La personnalité Etat Limite (borderline)
Ce style de personnalité se caractérise par une fragilité et une variabilité de l’image de soi (satisfaction-insatisfaction permanente), une grande instabilité dans l’évaluation des événements (optimisme-pessimisme, noir ou blanc), des difficultés relationnelles (défaut d’empathie, rapports trop proches ou trop distants, admiration-mépris, amitié-hostilité, amour-haine, idéalisation-dévalorisation), des états d’humeur fluctuants (passage très rapide fierté-honte, joie-tristesse, exaltation-dépression). Ces personnes ont des difficultés à contrôler leurs émotions, notamment les colères subites, ce qui les rend très imprévisibles. Ces changements intenses et rapides de leur jugement et de leurs affects donnent souvent lieu à des comportements impulsifs qu’elles sont incapables de maîtriser et qu’elles regrettent ensuite.
La caractéristique la plus fréquemment observée et qui oriente le diagnostic est sans nul doute une crainte viscérale de l’abandon, entretenue par le fait que ces personnes ont une image négative d’elle-même et un manque profond d’estime de soi. Elles dépensent beaucoup d’énergie à essayer de lutter contre le risque d’abandon/rejet, qu’il soit réel ou imaginaire.

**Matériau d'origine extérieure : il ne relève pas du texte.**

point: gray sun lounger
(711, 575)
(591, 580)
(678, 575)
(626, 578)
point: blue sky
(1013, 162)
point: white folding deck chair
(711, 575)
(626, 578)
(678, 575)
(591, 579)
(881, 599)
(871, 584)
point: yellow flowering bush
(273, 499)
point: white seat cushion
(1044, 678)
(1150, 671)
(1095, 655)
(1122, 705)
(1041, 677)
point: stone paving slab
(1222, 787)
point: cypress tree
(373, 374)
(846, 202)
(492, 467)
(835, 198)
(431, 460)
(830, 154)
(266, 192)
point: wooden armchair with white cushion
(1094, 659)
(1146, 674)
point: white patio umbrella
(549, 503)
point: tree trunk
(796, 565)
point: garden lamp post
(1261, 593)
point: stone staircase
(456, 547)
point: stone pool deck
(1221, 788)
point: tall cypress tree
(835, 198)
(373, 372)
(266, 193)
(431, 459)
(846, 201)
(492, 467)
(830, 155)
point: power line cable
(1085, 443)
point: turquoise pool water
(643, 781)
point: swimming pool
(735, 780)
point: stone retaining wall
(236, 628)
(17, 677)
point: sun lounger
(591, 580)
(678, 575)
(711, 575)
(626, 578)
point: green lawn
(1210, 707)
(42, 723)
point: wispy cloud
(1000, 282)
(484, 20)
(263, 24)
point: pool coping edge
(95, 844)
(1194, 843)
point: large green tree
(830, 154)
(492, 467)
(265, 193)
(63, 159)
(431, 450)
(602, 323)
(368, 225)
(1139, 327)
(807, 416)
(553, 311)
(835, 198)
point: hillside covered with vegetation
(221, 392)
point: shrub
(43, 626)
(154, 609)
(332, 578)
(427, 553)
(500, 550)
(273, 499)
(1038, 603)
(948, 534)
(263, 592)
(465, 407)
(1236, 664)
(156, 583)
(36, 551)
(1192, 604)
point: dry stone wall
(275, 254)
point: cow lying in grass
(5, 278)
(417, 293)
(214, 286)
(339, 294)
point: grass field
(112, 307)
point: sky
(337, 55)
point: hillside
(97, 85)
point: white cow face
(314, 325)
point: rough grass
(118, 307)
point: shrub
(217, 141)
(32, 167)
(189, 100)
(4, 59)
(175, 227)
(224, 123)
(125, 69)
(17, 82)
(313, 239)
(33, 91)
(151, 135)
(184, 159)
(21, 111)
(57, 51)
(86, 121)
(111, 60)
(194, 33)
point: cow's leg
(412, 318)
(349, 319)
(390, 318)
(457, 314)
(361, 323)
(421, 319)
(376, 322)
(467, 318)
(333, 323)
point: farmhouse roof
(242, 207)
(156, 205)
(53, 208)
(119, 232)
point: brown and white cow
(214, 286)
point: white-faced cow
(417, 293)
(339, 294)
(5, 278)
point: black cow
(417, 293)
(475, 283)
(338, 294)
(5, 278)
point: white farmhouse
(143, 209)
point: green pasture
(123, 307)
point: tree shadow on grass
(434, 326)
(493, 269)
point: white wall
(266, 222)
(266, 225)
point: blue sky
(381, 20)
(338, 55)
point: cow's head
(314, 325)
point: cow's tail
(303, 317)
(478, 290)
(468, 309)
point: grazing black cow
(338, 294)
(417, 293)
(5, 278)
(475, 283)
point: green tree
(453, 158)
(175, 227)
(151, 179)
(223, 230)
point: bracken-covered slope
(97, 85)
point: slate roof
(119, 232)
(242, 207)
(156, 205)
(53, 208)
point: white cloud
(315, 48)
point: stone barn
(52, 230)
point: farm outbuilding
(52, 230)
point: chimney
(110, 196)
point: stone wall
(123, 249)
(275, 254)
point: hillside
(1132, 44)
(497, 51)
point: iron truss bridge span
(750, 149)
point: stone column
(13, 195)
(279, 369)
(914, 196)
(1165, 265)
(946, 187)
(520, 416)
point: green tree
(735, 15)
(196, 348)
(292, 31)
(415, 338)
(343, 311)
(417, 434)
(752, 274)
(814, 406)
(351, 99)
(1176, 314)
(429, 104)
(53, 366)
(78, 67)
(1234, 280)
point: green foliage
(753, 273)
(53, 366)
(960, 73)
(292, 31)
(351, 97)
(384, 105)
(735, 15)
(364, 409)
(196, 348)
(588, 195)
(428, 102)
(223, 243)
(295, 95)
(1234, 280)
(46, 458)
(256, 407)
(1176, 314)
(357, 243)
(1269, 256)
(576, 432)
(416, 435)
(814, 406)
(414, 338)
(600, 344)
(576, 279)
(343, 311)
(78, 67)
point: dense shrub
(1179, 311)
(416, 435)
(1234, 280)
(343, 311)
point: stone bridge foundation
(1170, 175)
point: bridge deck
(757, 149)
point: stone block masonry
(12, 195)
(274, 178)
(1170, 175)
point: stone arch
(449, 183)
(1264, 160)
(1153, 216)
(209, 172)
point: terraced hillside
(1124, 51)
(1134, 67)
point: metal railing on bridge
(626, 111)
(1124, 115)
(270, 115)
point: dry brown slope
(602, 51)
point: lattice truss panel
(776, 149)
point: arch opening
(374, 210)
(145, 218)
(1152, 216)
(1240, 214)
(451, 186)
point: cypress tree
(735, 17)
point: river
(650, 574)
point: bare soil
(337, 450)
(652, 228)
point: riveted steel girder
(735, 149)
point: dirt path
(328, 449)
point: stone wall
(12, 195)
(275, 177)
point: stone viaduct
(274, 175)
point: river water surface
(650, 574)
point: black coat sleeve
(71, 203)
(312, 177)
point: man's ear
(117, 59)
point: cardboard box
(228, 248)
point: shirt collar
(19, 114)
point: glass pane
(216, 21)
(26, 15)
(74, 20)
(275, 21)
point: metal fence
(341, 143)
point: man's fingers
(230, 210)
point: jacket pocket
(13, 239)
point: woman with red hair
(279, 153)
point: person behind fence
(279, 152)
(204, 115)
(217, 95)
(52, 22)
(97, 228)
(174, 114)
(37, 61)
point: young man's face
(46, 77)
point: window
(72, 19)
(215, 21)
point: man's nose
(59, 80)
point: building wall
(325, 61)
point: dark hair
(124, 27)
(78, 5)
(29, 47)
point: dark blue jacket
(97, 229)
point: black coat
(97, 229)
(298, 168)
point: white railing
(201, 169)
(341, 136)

Les personnes présentant ce trouble ressentent les choses sans nuances, tout est noir ou bien blanc : soi-même, les autres, le moment présent, leurs conditions de vie ou de travail, leur avenir… Elles peuvent, sous le coup de l’émotion, passer d’un extrême à l’autre en quelques heures, voire en quelques secondes et peuvent prendre des décisions impulsives qu’elles regrettent vite quand cette émotions s’apaise ou s’inverse. L’image négative qu’elles ont d’elles-mêmes peut les amener à un sentiment permanent d’autodestruction : les tentatives de suicide ne sont pas rares, ainsi que les automutilations, les scarifications et le recours aux addictions pour supporter cette vie à laquelle elles ont du mal à donner un sens.
Pour Bergeret, l’angoisse au cœur de cette personnalité concerne la crainte permanente de l’abandon ou de l’éloignement qui apparaît dès que le sujet imagine que sa relation à l’autre est en péril. La lutte contre cette angoisse se manifeste surtout par une instabilité : recherche permanente de l’autre ou des autres pour combler son besoin d’affection et de réassurance. Le sujet peut séduire mais se montre incapable de se fixer dans une relation stable. Cette nécessité d’être apprécié et reconnu peut donner l’impression aux autres qu’il est parfaitement adapté socialement et professionnellement ainsi que très mature sur le plan affectif. Mais ce n’est qu’une façade donnant l’illusion de la normalité, construite sur un manque d’authenticité dans les rapports aux autres (personnalité « as if » de Hélène Deutsch).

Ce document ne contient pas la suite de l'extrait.